Segundo a companhia, o desenvolvimento do produto envolveu ensaios de campo conduzidos em diferentes regiões brasileiras desde a safra 2019/2020. Os trabalhos avaliaram a eficiência do ingrediente ativo na dessecação e compararam seu desempenho com soluções já disponíveis no mercado. A partir da safra seguinte, o projeto avançou para estudos que deram suporte ao registro e à avaliação de resíduos.
Um dos principais diferenciais técnicos está no caráter sistêmico do Gapper. A proposta é permitir que a soja continue realizando fotossíntese e enchendo os grãos durante parte do processo de dessecação, ao mesmo tempo em que ocorre a antecipação e a uniformização da maturação para a colheita. Segundo a Corteva, a solução já foi utilizada em mais de 900 áreas de avaliação e uso.
A dessecação pré-colheita é utilizada para favorecer maior uniformidade da lavoura e possibilitar a antecipação da colheita. No sistema brasileiro de produção, essa estratégia também pode contribuir para o planejamento da cultura seguinte, especialmente em regiões nas quais a soja é sucedida pelo milho.
Tecnologia Rinskor active
A tecnologia Rinskor active é baseada na molécula florpyrauxifen-benzyl e já possui aplicações em diferentes culturas. No Gapper, a tecnologia é direcionada à maturação da soja e ao controle de plantas daninhas de folhas largas.

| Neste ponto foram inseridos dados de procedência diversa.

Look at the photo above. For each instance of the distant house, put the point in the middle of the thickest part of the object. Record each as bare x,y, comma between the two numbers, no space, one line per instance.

De acordo com a empresa, pequenas quantidades do ingrediente ativo são suficientes para proporcionar atividade na maturação e no controle dessas espécies.
O produto também amplia as possibilidades de posicionamento ao longo da safra. Além do uso na soja para maturação e dessecação, a Corteva recomenda diferentes doses para o controle de folhas largas antes do plantio do milho safrinha e do milho verão. Dessa forma, a companhia posiciona o herbicida como uma solução aplicável em diferentes momentos do sistema produtivo.
Desenvolvimento em condições brasileiras
Os resultados apresentados pela Corteva apontam que o posicionamento correto do produto pode contribuir para maior uniformidade da maturação e melhor organização da operação de colheita. A companhia também destaca a importância de fatores como estágio da cultura, condições climáticas, cobertura da pulverização e acompanhamento técnico para o desempenho da tecnologia.
Experiências relatadas em diferentes regiões produtoras indicaram ainda efeitos relacionados à redução de perdas na colheita e à preparação das áreas para culturas subsequentes. A própria empresa ressalta, entretanto, que resultados de produtividade e rentabilidade dependem não apenas da aplicação do herbicida, mas também de condições de clima, solo, manejo e outros fatores do sistema produtivo.